L’ancien directeur des impôts reste poursuivi pour des allègements fiscaux jugés irréguliers au profit de deux sociétés minières
L’ancien directeur général des impôts, Mory Camara, a été libéré ce mardi 29 juillet 2025 par la Chambre Spéciale de Contrôle de l’Instruction (CSCI), relevant de la Cour de Répression des Infractions Économiques et Financières (CRIEF). Cette décision intervient alors qu’il est accusé d’avoir accordé d’importants allègements fiscaux jugés illégaux à deux entreprises du secteur minier.
Selon les faits reprochés, Mory Camara aurait :
- réduit les impôts de la société Ashapura de 800 à 17 milliards de francs guinéens ;
- et accordé à la société SMFG une réduction d’impôts de 600 à 6 milliards de francs guinéens.
Ces réductions, considérées comme excessives et entachées d’irrégularités, sont au cœur d’un dossier aux enjeux économiques majeurs.
Estimant que les mesures prises à son encontre étaient infondées, Mory Camara avait saisi la CSCI pour contester deux décisions émanant de la chambre d’instruction de la CRIEF :
- une ordonnance de dispense temporaire des mesures de contrôle judiciaire,
- et une ordonnance de révocation de ces mêmes mesures.
Ce mardi, la CSCI, présidée par le magistrat Aboubacar Conté, a tranché : elle a infirmé les deux ordonnances contestées et a ordonné leur exécution immédiate. Résultat : toutes les mesures de contrôle judiciaire à l’encontre de Mory Camara sont levées.
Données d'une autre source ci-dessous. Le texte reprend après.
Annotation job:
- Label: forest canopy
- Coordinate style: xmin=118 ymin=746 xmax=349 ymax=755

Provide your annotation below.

Cette libération ne vaut cependant ni acquittement ni abandon des charges. Les poursuites restent en cours, et le dossier demeure sous haute surveillance, notamment du fait des montants en jeu et de leurs potentielles répercussions sur les finances publiques.
Le cas de Mory Camara s’inscrit dans une série de procédures engagées par la CRIEF, visant à faire la lumière sur des pratiques fiscales contestées et à renforcer la lutte contre la corruption dans l’administration publique.